The Concentrating Solar Power (CSP) project has received a $1.375 billion loan guarantee from the United States Department of Energy. The estimated construction costs for this CSP project ($5,561.00 per KW) fall between the construction costs for coal and nuclear power plants per Synapse Energy Economics.

The Concentrated Solar Power (CSP) facility will consist of fields of heliostat mirrors focusing sunlight on receivers located on centralized solar power towers. 

The receivers will generate steam to drive specially adapted steam turbines. For the first plant, the largest ever fully solar-powered steam turbine-generator set was ordered, using a 123-megawatt (165,000 hp) Siemens SST-900 dual-casing reheat turbine.



Besides steam-turbine generators Siemens will supply instrumentation and control systems.
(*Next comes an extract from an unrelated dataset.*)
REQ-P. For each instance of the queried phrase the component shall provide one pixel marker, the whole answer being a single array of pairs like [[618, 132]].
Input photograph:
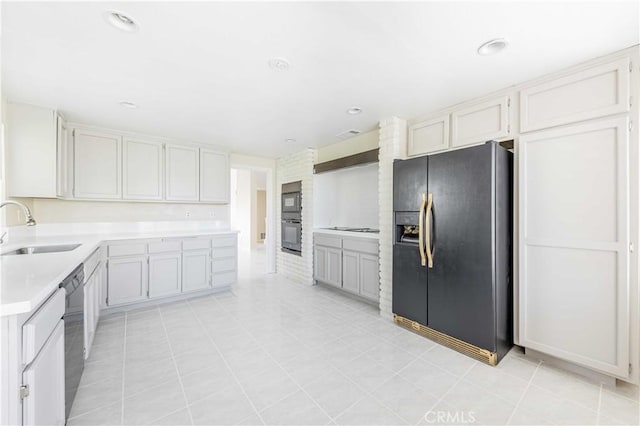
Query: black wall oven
[[291, 237]]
Final approval was gained in October 2010. 

On October 27, 2010, California Governor Arnold Schwarzenegger, Interior Secretary Ken Salazar, and other dignitaries gathered in the Mojave Desert to officially break ground on the project. The first phase of the Ivanpah facility is scheduled to be finished in 2013. 
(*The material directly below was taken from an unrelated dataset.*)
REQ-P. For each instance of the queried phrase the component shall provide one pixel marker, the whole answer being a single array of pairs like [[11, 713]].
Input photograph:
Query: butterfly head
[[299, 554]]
The Concentrated Solar Power (CSP) project has received a $1.6 billion loan guarantee from the U.S. Department of Energy. The total cost of the project is about $2.18 billion. BrightSource has contracts to sell about two-thirds of the power generated at Ivanpah to PG&E, and the rest to SCE.

The Ivanpah Solar Electric Generating System consists of three concentrating solar thermal power plants on a 1,600 ha tract of public land near the Mojave Desert and the California—Nevada border in the Southwestern United States.; this is near interstate 15 and north of Ivanpah, California.

The largest investor in the project is NRG Energy, a generating company based in Princeton, N.J., that has put in $300 million. The Concentrated Solar Power (CSP) project has also received an investment of $168 million from Google.

The Ivanpah plants would use BrightSource Energy's "Luz Power Tower 550 technology" (LPT 550). The LPT 550 solar system produces electricity the same way as traditional power plants – by creating high temperature steam to turn a turbine. BrightSource uses thousands of mirrors called heliostats to reflect sunlight onto a receiver being developed by Riley Power Inc. filled with water that sits atop a tower. When the sunlight hits the receiver, the water inside is heated and creates high temperature steam. The steam is then piped to a conventional turbine which generates electricity.

BrightSource estimates that the Ivanpah Concentrated Solar Power (CSP) facility would involve some 1,000 jobs at the peak of construction, 86 permanent jobs, and total economic benefits of $3 billion.